I’ve stopped looking for “The One”—the one person I’m meant to spend the rest of my life with.
That’s what we’re supposed to be looking for, right? When we’re 31, and single again, and have spent the years watching our friends and younger sisters have beautiful bohemian style weddings in lace dresses on the beach and give birth to chubby-cheeked babes, some of them now about to enter middle school?
Or when we’re 31, and divorced, but not single, because once you’ve been married every checkbox list on every identifying piece of paper will include the option divorced, as if you can never revert back, and you’re labeled, tainted with the sting of a negative name tag forever on your identity?
We’re the ones who just can’t get it right…right?
This concept of “The One” has a fundamental flaw though. We are always growing and changing as people. Even if on the surface it looks like we are the same person, something is always flowing and changing. Sometimes at a faster pace than others.
If I myself am not merely one person, since I have been at the very least many different shades of one person, then how can I expect a partner to remain one person forever?
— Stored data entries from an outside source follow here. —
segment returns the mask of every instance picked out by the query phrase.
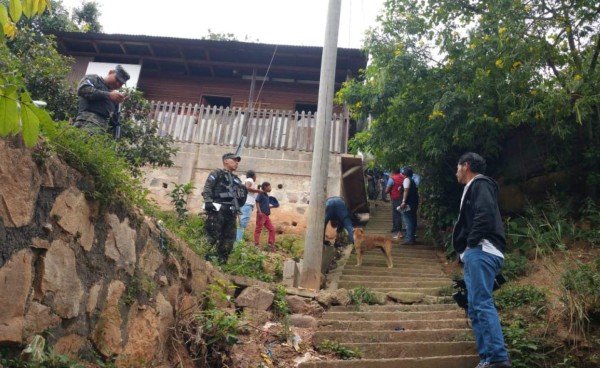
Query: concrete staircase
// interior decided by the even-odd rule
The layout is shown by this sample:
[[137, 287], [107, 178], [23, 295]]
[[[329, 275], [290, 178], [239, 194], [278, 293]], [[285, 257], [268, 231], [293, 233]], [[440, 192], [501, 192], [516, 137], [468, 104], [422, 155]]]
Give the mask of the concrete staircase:
[[[376, 205], [376, 206], [374, 206]], [[371, 203], [368, 234], [389, 233], [389, 203]], [[343, 267], [338, 288], [364, 286], [384, 293], [414, 297], [412, 304], [361, 305], [330, 308], [319, 321], [313, 345], [324, 340], [356, 348], [361, 359], [311, 361], [300, 368], [471, 368], [479, 362], [471, 328], [464, 311], [448, 297], [450, 278], [442, 272], [438, 252], [431, 245], [394, 244], [394, 268], [388, 269], [379, 250], [363, 255], [363, 265], [355, 267], [351, 254]], [[340, 272], [338, 270], [338, 272]], [[401, 300], [403, 300], [401, 298]]]

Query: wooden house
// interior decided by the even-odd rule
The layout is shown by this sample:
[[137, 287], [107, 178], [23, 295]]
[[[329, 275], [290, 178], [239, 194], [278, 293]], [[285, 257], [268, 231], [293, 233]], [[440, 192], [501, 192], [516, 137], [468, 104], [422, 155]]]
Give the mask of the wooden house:
[[[62, 32], [58, 50], [75, 58], [70, 79], [90, 63], [139, 66], [137, 88], [177, 141], [312, 151], [321, 47]], [[336, 90], [366, 67], [358, 49], [338, 49]], [[136, 70], [136, 71], [137, 71]], [[331, 151], [345, 153], [350, 121], [334, 108]]]

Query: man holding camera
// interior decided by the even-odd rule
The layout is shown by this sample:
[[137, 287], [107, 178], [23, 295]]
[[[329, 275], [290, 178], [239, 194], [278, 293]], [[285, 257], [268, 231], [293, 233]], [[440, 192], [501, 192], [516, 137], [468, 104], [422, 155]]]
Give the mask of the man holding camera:
[[116, 132], [119, 126], [119, 104], [127, 99], [127, 94], [119, 92], [129, 80], [129, 73], [117, 65], [104, 78], [97, 74], [84, 76], [77, 87], [79, 107], [75, 126], [90, 133]]
[[456, 178], [465, 184], [452, 245], [464, 263], [468, 313], [480, 363], [475, 368], [510, 368], [508, 352], [492, 291], [504, 263], [505, 236], [498, 185], [483, 175], [486, 162], [477, 153], [458, 160]]

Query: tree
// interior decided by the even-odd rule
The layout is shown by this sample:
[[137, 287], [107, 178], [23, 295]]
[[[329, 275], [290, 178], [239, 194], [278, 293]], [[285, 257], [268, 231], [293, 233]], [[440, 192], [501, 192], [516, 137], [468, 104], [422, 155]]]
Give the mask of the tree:
[[0, 136], [22, 133], [28, 146], [37, 142], [40, 122], [51, 123], [52, 120], [45, 110], [35, 106], [5, 37], [14, 39], [21, 16], [32, 18], [43, 14], [47, 5], [47, 0], [11, 0], [8, 9], [0, 4], [0, 56], [7, 61], [0, 65]]
[[365, 41], [366, 82], [338, 95], [355, 117], [373, 117], [352, 148], [416, 165], [443, 208], [458, 155], [478, 151], [494, 170], [504, 135], [526, 126], [555, 162], [583, 162], [595, 188], [599, 25], [591, 0], [388, 0]]
[[121, 137], [118, 150], [131, 165], [133, 175], [140, 176], [146, 165], [173, 165], [171, 157], [177, 153], [173, 137], [161, 134], [159, 123], [151, 118], [151, 105], [142, 92], [130, 89], [129, 98], [121, 110]]
[[73, 20], [83, 32], [102, 32], [102, 25], [98, 20], [101, 15], [99, 5], [95, 1], [84, 1], [81, 8], [73, 9]]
How do we expect to find someone who will be what we want in a relationship now and who will continue to be what we will want in the future? When our needs change and our desires ebb and flow, in a way that is entirely unpredictable, and our partner’s needs change and their desires ebb and flow, how do we forever maintain that mutual satisfaction and connection?
Some of us have never been able to maintain it for long, which is why we leave a track record of relationships in our wake.
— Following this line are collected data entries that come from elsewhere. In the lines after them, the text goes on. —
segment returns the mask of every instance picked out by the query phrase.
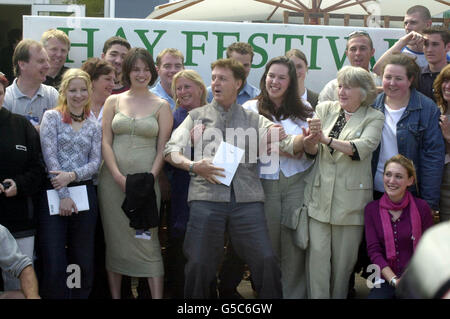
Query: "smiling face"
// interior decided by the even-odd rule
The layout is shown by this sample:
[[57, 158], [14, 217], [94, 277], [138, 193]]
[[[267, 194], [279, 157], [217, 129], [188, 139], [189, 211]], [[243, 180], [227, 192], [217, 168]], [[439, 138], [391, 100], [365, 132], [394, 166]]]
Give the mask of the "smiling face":
[[69, 53], [67, 44], [57, 38], [50, 38], [47, 40], [45, 51], [48, 54], [50, 68], [60, 70], [66, 63], [67, 54]]
[[402, 165], [391, 162], [384, 170], [383, 183], [384, 191], [391, 201], [398, 203], [402, 200], [407, 188], [414, 183], [414, 177], [408, 176], [408, 171]]
[[81, 78], [74, 78], [66, 89], [67, 107], [74, 114], [81, 114], [89, 101], [89, 90]]
[[408, 96], [412, 81], [404, 66], [388, 64], [383, 73], [383, 91], [389, 98], [401, 100]]
[[183, 60], [180, 57], [169, 53], [164, 54], [161, 58], [161, 65], [156, 67], [161, 85], [170, 88], [173, 76], [183, 69]]
[[224, 108], [229, 108], [235, 101], [242, 80], [233, 76], [229, 68], [216, 66], [211, 73], [211, 89], [214, 100]]
[[266, 90], [269, 98], [277, 107], [281, 106], [289, 83], [289, 68], [286, 65], [274, 63], [269, 67], [266, 76]]
[[339, 83], [338, 97], [341, 107], [353, 113], [359, 108], [362, 102], [361, 88]]
[[114, 88], [114, 80], [116, 74], [111, 71], [109, 74], [102, 74], [97, 79], [92, 81], [92, 91], [95, 94], [99, 94], [105, 97], [105, 99], [111, 95]]
[[50, 68], [48, 55], [44, 48], [31, 46], [28, 62], [19, 61], [20, 76], [28, 80], [42, 83], [45, 81]]
[[131, 68], [130, 82], [132, 87], [147, 87], [152, 79], [150, 67], [141, 59], [137, 59]]
[[111, 63], [116, 69], [116, 74], [122, 73], [122, 63], [128, 48], [120, 44], [113, 44], [106, 53], [102, 53], [102, 59]]
[[203, 89], [194, 81], [180, 77], [175, 84], [178, 103], [187, 110], [200, 106]]
[[450, 105], [450, 79], [442, 81], [442, 97], [447, 101], [447, 105]]
[[347, 43], [346, 54], [352, 66], [359, 66], [368, 70], [370, 59], [375, 53], [371, 48], [370, 41], [366, 36], [351, 38]]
I used to believe this meant there was something wrong with me. Either I was fundamentally flawed or I attracted the wrong men. But when I look back, no matter how difficult or even unhealthy any of my relationships were, I would not be where I am today without each and every one of them. Each relationship teaches us valuable lessons.
The lessons of why we were attracted to them in the first place, of what they mirrored within us, of what projections we placed on them instead of taking accountability for within ourselves, of what we wanted our boundaries to be, and of what we even desired in our partners in the first place.
I know there are relationships out there that have lasted 50-plus years, happily. They may have been difficult, or not, but either way the mutual love remained. They grew together instead of apart—and that is wonderful. I don’t cast judgment on these beautiful couples.
But, I do want to challenge the cultural mindset that they “got it right.” That somehow their long-lasting relationship is superior to my shorter ones, no matter how passionate, how deeply intimate and heart-opening, how influential and profound they were in my life. That short relationships are mistakes of some sort, or failures.